Być Matką.
W 2013 roku u pani Ani, dwudziestodziewięcioletniej matki dwójki dzieci, zdiagnozowano chorobę Hodgkina. To nowotwór układu limfatycznego – ziarnica złośliwa. Dla całej rodziny i wszystkich bliskich był to ogromny szok, zwłaszcza, że nikt w jej rodzinie nigdy nie chorował na nowotwór.
Pani Ania poddała się leczeniu, które polegało na systematycznym podawaniu mocnej dawki chemioterapii. Należało działać agresywnie, gdyż był to nowotwór złośliwy, więc kolejnym etapem były naświetlania czyli radioterapia.
Zapytaliśmy pani Ani, co pomogło im przeżyć ten trudny czas i znieść tyle bólu i niepewności.
– Zawsze najważniejszy dla mnie był Pan Bóg i nawet przy tak dużym doświadczeniu nie przyszło mi nawet przez myśl, żeby się od Niego odwracać, żeby się buntować, czy pytać: dlaczego to mnie spotkało, dlaczego ja!? Wraz z całą rodziną zaczęliśmy się modlić i szukać pocieszenia w Panu Bogu. Wtedy usłyszeliśmy, że Matka Boża Jaśliska wyprasza bardzo dużo łask dla ludzi, którzy za jej wstawiennictwem modlą się o uzdrowienie. Ponieważ Jaśliska znajdują się około 20 kilometrów od mojej miejscowości, więc udaliśmy się przed obraz Matki Bożej, aby Ją prosić o opiekę i siłę na całe leczenie oraz o łaskę uzdrowienia. Odprawiane były Msze Święte w mojej intencji przed Jej obrazem, moja rodzina uczestniczyła w pieszych pielgrzymkach na Lipowiec. Pielgrzymki te organizowane są od maja do października, a w mojej intencji odprawionych było kilka. Niestety, nie mogłam w nich uczestniczyć z powodu leczenia i osłabienia organizmu.

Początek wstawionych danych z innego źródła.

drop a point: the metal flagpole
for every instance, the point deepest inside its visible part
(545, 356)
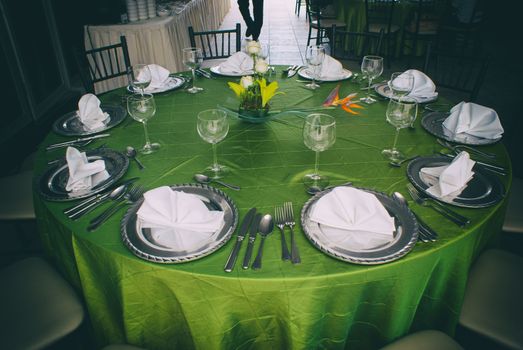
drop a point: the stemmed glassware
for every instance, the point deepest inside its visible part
(319, 134)
(142, 107)
(212, 127)
(193, 58)
(400, 114)
(371, 67)
(314, 55)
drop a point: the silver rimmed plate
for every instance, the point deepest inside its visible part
(433, 123)
(51, 184)
(405, 235)
(70, 125)
(483, 190)
(141, 242)
(385, 91)
(172, 83)
(306, 74)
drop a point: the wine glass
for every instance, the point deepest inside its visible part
(371, 67)
(400, 114)
(319, 134)
(193, 58)
(314, 55)
(140, 77)
(212, 127)
(401, 84)
(142, 107)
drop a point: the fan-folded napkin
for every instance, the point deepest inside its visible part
(474, 119)
(90, 113)
(451, 179)
(83, 175)
(353, 219)
(178, 220)
(237, 63)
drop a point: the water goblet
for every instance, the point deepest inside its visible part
(193, 58)
(142, 107)
(319, 134)
(400, 114)
(371, 67)
(314, 55)
(212, 127)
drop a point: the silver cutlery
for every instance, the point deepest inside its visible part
(133, 195)
(250, 243)
(279, 216)
(265, 227)
(289, 221)
(229, 265)
(437, 206)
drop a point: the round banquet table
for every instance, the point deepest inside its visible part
(320, 303)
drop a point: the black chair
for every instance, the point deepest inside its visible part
(353, 46)
(216, 44)
(103, 63)
(461, 73)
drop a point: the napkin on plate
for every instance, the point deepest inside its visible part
(353, 219)
(178, 220)
(90, 113)
(474, 119)
(452, 179)
(238, 63)
(83, 175)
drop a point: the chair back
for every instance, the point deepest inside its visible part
(102, 63)
(217, 44)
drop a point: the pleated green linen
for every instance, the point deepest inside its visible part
(320, 303)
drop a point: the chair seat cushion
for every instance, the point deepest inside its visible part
(493, 304)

Chemioterapia prowadzona w szpitalu w Brzozowie pod nadzorem doktora Radwańskiego przebiegała bardzo dobrze. Już pierwsze dawki chemii sprawiły dużą poprawę i zmniejszenie guzów. Po skończonej chemioterapii okazało się jednak, że niektóre guzy są jeszcze aktywne, więc poddałam się radioterapii. Stale czułam na sobie opatrzność Matki Bożej Jaśliskiej, która dawała się odczuć w każdym dniu. Podczas całego leczenia czułam spokój i byłam dobrej myśli. Wiedziałam, że Pani Jaśliska czuwa nade mną i że wszystko skończy się dobrze. I tak się stało. Po końcowych badaniach okazało się, że jestem zdrowa. Jestem przekonana, że to za wstawiennictwem Matki Bożej Jaśliskiej.
W trakcie jednej z wizyt zapytaliśmy z mężem lekarza, czy mamy jeszcze jakieś szanse na zajście w ciążę po takim leczeniu. Lekarz powiedział, że najpierw trzeba zakończyć leczenie, a w dłuższej perspektywie starać się o zajście w ciążę w późniejszym czasie. Nie napawało nas to optymizmem.
Już wtedy mieliśmy syna i córkę, więc dziękowałam Bogu, że ich mam, chociaż moim marzeniem było mieć trójkę lub więcej dzieci. W lutym 2014 r. skończyłam radioterapię a w maju 2014 okazało się że jestem w ciąży i to bliźniaczej. Całą ciążę odczuwaliśmy duży niepokój i martwiliśmy się o to, czy urodzą się nam zdrowe dzieci. W styczniu 2015 roku urodziły się nam dwie zdrowie i śliczne córki – Antonina i Aniela.
Zarówno dla mnie, jak i dla mojej rodziny, fakt urodzenia dwóch zdrowych córek po tak intensywnym leczeniu onkologicznym jest widocznym znakiem obecności i pomocy od Maryi, która nie opuściła nas podczas tych trudnych chwil.